Al termine della funzione religiosa, si tiene il classico ballu de cresia accompagnato dalla fisarmonica: è il primo tra i numerosi eventi che si svolgono accanto ai riti religiosi, al quale fanno seguito manifestazioni culturali e sportive diverse. Attenzione particolare meritano le opere degli artigiani locali, esperti nelle arti della tessitura, dell’intaglio, dell’intreccio e della ceramica, che in occasione della festa trovano gli spazi adeguati a esporre al pubblico il frutto del proprio lavoro.

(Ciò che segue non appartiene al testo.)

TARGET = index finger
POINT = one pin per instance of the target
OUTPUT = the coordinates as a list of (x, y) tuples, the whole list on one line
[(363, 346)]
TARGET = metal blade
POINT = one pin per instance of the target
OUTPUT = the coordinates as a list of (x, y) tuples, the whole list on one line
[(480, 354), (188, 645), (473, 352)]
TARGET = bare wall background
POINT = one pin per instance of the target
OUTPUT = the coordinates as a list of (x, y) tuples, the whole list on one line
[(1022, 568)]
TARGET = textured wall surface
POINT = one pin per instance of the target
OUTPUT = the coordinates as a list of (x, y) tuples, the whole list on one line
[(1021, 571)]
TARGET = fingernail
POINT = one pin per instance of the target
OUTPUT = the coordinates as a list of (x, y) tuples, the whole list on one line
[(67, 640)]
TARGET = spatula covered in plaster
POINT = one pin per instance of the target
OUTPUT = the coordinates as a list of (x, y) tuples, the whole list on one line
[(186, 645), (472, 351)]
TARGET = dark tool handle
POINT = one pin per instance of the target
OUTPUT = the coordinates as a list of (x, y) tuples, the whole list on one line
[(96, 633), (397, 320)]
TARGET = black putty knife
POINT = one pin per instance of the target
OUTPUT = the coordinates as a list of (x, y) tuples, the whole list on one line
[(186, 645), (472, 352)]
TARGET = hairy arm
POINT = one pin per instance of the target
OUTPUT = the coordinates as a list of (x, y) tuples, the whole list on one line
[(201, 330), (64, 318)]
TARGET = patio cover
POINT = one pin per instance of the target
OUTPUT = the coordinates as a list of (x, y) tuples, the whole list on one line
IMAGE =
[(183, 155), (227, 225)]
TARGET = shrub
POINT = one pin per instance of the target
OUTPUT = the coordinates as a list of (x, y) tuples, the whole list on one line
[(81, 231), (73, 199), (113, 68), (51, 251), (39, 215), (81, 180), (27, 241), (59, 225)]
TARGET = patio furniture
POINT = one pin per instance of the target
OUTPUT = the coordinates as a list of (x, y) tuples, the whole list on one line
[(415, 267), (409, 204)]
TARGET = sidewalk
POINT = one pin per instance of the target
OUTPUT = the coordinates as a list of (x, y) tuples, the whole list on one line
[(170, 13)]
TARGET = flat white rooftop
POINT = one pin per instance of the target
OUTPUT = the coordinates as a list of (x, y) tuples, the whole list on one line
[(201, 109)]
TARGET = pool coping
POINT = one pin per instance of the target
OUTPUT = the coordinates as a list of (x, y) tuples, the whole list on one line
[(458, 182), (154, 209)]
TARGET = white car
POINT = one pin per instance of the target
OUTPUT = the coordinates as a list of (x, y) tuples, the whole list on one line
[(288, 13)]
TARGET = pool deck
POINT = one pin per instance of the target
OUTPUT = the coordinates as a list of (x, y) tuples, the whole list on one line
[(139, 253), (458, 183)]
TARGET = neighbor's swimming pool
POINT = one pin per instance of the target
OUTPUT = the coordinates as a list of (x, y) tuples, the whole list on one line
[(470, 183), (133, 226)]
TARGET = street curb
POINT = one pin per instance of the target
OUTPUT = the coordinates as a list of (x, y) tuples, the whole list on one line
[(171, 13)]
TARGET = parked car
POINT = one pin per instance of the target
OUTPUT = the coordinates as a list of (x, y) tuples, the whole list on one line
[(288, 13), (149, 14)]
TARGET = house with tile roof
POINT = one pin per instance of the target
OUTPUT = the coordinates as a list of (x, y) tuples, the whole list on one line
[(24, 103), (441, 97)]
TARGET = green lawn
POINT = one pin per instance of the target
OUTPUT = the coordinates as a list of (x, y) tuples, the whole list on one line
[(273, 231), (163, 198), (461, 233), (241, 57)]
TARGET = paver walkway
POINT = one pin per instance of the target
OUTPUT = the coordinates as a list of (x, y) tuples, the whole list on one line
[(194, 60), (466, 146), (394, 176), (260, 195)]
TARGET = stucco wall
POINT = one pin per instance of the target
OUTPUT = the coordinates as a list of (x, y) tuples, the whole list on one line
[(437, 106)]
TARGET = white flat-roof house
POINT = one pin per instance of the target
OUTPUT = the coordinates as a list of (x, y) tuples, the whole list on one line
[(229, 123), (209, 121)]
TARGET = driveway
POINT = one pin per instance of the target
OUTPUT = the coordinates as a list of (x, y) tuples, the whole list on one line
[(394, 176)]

Chiudono i festeggiamenti gli appuntamenti musicali ed i balli in piazza.

La chiesa di Figu è dedicata alla Natività di Maria Vergine e si trova in cima ad una collina fin dal 1624. In tempi molto antichi la porta principale della chiesa guardava a ponente: ciò si capisce da un’antica porta che si vede anche oggi murata dietro il presbiterio.

All’interno la chiesa è a navata unica con copertura lignea. Vi sono diverse statue di cui tre antichissime: la Resurrezione, la Vergine del rosario e Sant’Antonio Abate.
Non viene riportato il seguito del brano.